You must therefore conceal from the patient the true end of Humility. Let him think of it not as self-forgetfulness but as a certain kind of opinion (namely a low opinion) of his own talents and character. Some talents, I gather, he really has. Fix in his mind the idea that humility consists in trying to believe those talents to be less valuable than he believes them to be. No doubt they are in fact less valuable than he believes, but that is not the point. The great thing is to make him value an opinion for some quality other than truth, thus introducing an element of dishonesty and make-believe into the heart of what otherwise threatens to become a virtue. By this method thousands of humans have been brought to believe that Humility means pretty women trying to believe they are ugly and clever men trying to believe they are fools. Since what they are trying to believe may in some cases be manifest nonsense, they cannot succeed in believing it and we have the chance of keeping their minds endlessly revolving on themselves in the effort to acheive the impossible.
To anticipate the Enemy's strategy we must consider His aims. The Enemy wants to bring the man to a state of mind in which he could design the best cathedral in the world, and know it to be the best, and rejoice in the fact, without being any more (or less) or otherwise glad at having done it than he would be if it had been done by another. The Enemy wants him in the end to be so free from any bias in his own favor that he can rejoice in his own talents as frankly and gratefully as in his neighbors talents - or in a sunrise, an elephant or a waterfall.
He wants each man, in the long run, to be able to recognize all creatures (even himself) as glorious and excellent things.
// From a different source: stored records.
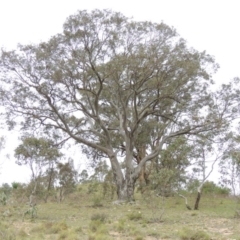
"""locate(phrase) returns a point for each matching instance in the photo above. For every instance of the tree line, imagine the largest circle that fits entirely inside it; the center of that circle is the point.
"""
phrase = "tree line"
(130, 92)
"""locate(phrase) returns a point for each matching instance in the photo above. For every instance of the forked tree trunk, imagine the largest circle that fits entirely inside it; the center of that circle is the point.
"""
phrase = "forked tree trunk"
(125, 190)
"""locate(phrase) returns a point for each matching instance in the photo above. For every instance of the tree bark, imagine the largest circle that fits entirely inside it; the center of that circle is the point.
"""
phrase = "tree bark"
(196, 206)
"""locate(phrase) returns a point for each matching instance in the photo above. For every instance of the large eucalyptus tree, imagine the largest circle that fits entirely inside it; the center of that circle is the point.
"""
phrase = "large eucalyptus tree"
(114, 85)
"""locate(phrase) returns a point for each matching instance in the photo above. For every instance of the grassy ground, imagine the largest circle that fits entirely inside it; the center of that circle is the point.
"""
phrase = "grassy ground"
(83, 216)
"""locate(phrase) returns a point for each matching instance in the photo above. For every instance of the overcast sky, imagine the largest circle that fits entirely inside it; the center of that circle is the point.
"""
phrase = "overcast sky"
(211, 25)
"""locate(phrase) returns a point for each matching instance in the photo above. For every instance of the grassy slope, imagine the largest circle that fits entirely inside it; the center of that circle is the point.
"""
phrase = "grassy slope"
(76, 218)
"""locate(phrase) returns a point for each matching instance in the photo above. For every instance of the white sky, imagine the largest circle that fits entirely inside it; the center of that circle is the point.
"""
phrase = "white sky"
(211, 25)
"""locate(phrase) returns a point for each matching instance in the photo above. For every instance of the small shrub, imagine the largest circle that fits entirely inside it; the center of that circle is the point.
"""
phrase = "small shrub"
(102, 217)
(97, 202)
(135, 216)
(189, 234)
(121, 225)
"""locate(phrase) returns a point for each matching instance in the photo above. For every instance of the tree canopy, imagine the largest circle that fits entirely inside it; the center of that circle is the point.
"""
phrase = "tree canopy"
(114, 85)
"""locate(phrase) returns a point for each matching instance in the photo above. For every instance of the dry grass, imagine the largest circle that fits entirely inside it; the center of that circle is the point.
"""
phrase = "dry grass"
(78, 218)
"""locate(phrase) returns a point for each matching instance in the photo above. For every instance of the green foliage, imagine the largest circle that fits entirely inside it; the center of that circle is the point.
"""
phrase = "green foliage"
(97, 201)
(211, 187)
(189, 234)
(102, 217)
(113, 85)
(135, 216)
(6, 232)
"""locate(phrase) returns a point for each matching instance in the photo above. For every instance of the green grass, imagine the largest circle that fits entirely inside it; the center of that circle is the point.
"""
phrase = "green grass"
(77, 218)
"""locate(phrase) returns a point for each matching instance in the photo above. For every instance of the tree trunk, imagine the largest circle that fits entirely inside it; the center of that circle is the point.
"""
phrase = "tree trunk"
(125, 191)
(196, 206)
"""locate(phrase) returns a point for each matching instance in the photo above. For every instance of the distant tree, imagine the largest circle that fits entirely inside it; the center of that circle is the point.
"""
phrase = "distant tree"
(230, 164)
(40, 155)
(83, 176)
(67, 178)
(2, 144)
(116, 86)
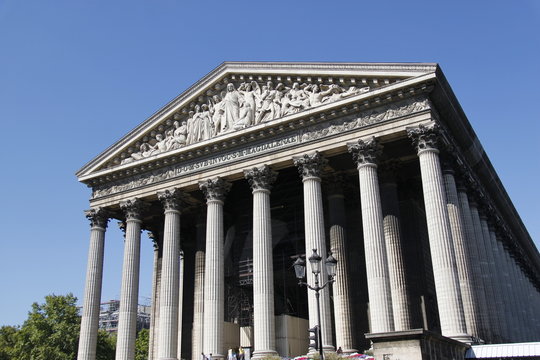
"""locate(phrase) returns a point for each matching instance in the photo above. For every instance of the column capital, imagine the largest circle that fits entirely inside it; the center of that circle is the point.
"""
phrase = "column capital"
(389, 171)
(98, 217)
(122, 227)
(260, 178)
(425, 137)
(215, 189)
(334, 184)
(171, 199)
(133, 208)
(153, 236)
(365, 152)
(310, 165)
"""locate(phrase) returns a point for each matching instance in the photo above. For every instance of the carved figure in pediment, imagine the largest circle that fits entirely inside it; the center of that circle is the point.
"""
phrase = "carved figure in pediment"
(231, 107)
(298, 96)
(205, 124)
(250, 94)
(217, 112)
(315, 95)
(160, 146)
(145, 150)
(246, 116)
(179, 135)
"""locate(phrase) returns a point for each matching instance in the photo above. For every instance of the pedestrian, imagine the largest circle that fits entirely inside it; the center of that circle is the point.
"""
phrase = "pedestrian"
(240, 353)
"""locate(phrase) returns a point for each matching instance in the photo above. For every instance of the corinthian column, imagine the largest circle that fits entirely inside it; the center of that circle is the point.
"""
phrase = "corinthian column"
(365, 154)
(338, 246)
(214, 191)
(310, 166)
(470, 308)
(440, 237)
(170, 276)
(129, 294)
(198, 294)
(487, 312)
(156, 280)
(476, 271)
(260, 180)
(92, 293)
(394, 249)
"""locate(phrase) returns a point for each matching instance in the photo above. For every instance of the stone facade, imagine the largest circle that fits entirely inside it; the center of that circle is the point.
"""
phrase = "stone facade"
(392, 180)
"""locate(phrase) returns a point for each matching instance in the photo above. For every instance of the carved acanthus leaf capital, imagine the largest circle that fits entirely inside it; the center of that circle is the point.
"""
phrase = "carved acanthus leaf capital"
(98, 217)
(310, 165)
(389, 171)
(215, 189)
(260, 178)
(122, 226)
(425, 137)
(171, 199)
(365, 151)
(133, 208)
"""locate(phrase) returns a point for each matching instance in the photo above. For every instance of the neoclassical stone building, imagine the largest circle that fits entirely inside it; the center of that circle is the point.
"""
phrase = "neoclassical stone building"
(258, 163)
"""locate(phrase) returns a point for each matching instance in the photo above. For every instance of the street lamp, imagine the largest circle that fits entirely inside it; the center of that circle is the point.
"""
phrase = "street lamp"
(300, 272)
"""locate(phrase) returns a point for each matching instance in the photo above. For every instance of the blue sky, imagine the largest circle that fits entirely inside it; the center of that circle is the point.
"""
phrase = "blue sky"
(76, 75)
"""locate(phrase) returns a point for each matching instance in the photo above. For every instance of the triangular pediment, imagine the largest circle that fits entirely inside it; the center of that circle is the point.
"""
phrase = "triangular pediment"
(240, 95)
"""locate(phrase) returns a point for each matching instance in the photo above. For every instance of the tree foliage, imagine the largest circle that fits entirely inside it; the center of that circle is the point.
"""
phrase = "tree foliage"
(141, 345)
(50, 332)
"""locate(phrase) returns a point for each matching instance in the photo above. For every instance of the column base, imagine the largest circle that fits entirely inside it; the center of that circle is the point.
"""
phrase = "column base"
(216, 356)
(329, 348)
(349, 351)
(417, 344)
(259, 354)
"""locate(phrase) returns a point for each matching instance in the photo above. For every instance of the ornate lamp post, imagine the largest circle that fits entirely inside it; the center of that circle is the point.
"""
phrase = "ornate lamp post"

He wants to kill their animal self-love as soon as possible; but it is His long-term policy, I fear, to restore to them a new kind of self-love - a charity and gratitude for all selves, including their own; when they have really learned to love their neighbors as themselves, they will be allowed to love themselves as their neighbors. For we must never forget what is the most repellent and inexplicable trait in our Enemy, He really loves the hairless bipeds. . .
Your affectionate Uncle
Screwtape
*Screwtape freely admits that though all Hell has tried, they have no real understanding of "Love" and thus they regularly misinterpret love's methods while they are astounded by it's outcomes.